Why? In my eyes, Mr. Lennon was a man who cared very deeply about a world that didn’t care for itself. Unfortunately, history has also taught me that too many men with similar ideals have suffered similar fates.
But that day came and went. Later experiences with Lennon’s music painted a much brighter picture. Thankfully, I had many people in my life, namely my brother-in-law, whose musical catalogs reserved a special place for The Beatles and John Lennon. Admittedly, I enjoyed The Beatles popular music most. A Hard Day’s Night, Help!, Love Me Do… All these songs painted a clear picture of the generation that The Beatles fostered. It was a time of transition, change, acceptance. Frontiers were explored, boundaries broken. Teenagers broke through the catatonic molds that many endured in previous generations. They were people, with ideas and feelings; not robots to be educated, married, and pushed into work (or home keeping).
Then, at a peak of popularity that no other artist(s) had enjoyed, the Beatles abandoned the style that defined their career and changed their approach, forgoing the usual write-record-tour pattern to spend much of their time in the studio, creating new sounds, exploring new ideas and philosophies.
It was an adventurous time in music history, and I understood very clearly that all music since has owed something to John and Paul’s brilliance. Then, it all ended. As with many bands prior, the Beatles disbanded, leaving its members to pursue different destinies, none of which would bring them together again. History has placed blame in strange places, namely on Lennon’s and McCartney’s spouses. I’ve never given credence to those ideas. One only need listen to Watching the Wheels to understand John’s decision: “I just had to let it go.” Fame takes its toll, and history recalls that celebrity was not something with which Lennon was comfortable; fame made his music less personal, invading his privacy, his life, and the components that drove him creatively. Once detached from the umbilical that was the Beatles’ machine, Lennon’s career became one of self-exploration, a musical journey through a man’s perspective that didn’t understand the hate and nonsense that plagued our world. With chart hits and fame out of the equation, he would write music for himself and his family. As heard in his masterpiece Imagine, we were invited “to join [them]” along the path towards something better.

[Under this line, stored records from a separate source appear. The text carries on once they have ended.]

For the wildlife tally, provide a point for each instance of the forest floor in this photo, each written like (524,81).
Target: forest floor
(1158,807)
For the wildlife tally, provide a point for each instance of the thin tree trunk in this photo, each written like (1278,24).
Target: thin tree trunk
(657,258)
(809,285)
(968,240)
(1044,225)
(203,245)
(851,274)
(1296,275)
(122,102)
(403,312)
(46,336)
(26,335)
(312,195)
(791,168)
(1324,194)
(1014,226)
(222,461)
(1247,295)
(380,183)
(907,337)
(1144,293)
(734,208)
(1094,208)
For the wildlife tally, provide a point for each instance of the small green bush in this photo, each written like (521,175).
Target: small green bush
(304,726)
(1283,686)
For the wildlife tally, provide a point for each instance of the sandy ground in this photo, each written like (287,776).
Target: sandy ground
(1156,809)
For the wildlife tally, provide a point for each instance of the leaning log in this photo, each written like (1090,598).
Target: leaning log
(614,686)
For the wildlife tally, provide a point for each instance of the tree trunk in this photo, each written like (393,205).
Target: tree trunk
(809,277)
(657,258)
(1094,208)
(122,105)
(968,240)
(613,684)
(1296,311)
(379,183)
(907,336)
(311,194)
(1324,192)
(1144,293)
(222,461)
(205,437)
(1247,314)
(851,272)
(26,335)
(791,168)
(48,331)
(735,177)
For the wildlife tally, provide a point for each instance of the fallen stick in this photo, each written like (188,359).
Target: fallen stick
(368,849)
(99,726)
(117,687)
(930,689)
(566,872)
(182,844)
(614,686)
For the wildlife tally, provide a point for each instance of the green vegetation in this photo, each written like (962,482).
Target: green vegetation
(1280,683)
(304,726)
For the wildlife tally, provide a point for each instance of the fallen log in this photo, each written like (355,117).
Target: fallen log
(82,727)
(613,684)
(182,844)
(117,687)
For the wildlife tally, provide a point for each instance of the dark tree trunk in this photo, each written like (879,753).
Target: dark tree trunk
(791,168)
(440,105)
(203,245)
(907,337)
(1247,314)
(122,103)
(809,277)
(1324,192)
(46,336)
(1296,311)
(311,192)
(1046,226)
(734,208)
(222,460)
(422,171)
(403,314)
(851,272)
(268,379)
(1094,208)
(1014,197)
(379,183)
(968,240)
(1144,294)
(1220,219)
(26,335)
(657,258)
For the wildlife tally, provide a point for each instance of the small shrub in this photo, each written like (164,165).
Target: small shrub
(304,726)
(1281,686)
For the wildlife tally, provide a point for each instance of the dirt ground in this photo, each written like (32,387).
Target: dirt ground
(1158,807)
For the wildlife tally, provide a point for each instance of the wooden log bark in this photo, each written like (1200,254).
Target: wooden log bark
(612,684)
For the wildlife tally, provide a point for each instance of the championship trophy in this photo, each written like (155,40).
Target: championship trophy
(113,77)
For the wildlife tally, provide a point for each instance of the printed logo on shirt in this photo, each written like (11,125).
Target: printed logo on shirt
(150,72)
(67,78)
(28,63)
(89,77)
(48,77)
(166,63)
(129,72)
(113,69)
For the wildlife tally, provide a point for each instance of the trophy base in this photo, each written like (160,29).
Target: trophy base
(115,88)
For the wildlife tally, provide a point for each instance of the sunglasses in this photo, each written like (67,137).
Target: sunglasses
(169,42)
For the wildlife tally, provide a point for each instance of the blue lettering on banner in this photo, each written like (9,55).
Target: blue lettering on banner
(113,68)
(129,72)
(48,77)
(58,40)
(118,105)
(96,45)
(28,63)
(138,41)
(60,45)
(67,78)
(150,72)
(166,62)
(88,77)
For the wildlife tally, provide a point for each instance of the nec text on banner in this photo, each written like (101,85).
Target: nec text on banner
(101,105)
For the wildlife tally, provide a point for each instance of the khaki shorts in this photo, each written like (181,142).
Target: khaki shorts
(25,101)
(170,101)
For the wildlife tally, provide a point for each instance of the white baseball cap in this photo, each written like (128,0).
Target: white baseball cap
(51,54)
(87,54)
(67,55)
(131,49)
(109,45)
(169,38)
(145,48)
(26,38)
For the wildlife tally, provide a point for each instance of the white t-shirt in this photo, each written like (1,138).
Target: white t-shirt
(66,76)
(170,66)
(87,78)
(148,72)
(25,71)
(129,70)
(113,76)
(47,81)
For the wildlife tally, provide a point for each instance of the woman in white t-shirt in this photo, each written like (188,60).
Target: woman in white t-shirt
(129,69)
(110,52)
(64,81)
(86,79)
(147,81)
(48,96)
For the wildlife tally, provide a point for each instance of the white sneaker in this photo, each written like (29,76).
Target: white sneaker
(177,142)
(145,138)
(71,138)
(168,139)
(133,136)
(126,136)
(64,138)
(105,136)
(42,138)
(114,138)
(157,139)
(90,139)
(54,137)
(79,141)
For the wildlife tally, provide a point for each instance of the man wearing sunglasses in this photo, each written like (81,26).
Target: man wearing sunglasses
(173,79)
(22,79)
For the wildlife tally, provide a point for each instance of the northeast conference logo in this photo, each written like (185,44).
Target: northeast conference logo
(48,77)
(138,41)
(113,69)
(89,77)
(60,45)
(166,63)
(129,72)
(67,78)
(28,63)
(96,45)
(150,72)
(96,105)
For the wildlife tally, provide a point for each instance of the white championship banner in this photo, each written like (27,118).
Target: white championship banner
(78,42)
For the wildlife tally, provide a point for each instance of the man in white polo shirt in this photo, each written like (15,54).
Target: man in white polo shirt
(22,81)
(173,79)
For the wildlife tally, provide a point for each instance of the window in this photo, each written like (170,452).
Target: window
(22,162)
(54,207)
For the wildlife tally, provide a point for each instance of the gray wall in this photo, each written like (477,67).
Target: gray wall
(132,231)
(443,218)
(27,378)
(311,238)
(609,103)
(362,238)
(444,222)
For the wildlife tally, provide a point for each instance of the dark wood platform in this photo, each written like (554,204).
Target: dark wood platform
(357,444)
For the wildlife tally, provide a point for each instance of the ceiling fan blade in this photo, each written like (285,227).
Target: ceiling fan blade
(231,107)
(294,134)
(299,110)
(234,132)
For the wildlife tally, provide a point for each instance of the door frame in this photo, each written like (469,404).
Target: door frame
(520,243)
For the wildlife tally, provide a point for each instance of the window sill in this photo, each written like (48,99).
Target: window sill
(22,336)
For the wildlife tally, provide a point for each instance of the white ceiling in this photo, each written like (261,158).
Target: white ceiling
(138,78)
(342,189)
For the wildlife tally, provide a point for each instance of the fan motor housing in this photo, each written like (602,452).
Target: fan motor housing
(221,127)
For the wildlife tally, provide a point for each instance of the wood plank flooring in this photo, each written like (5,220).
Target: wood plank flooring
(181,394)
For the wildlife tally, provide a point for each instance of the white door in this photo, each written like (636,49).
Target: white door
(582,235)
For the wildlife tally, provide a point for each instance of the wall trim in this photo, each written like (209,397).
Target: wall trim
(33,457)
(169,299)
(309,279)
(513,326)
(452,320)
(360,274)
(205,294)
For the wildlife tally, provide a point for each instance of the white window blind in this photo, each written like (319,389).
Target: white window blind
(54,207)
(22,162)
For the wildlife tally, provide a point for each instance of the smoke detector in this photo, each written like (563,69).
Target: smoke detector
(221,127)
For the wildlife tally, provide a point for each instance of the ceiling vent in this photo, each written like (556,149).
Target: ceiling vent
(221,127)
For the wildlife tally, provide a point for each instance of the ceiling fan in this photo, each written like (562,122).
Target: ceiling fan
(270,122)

In later years, people thought him eccentric and crazy. Some Beatles fans never forgave him for his decision to leave the band. Many others didn’t understand his solo music. But the respect for his personality, intelligence, and charm–unspoken as sometimes it may have been–continued. The music from John Lennon–solo auteur and family man–was witty and satirical; thoughtful and imaginative; an invitation.
It is true. We lost an important man that December evening. Yet, moreso than the regret many feel in losing him, we celebrate the man who truly lived, enjoying the roller coaster, indulging passion, pursuing a utopian ideal that, for never, seemed felt out of reach.
Happy Birthday, Mr. Lennon. We still imagine. We still dream,.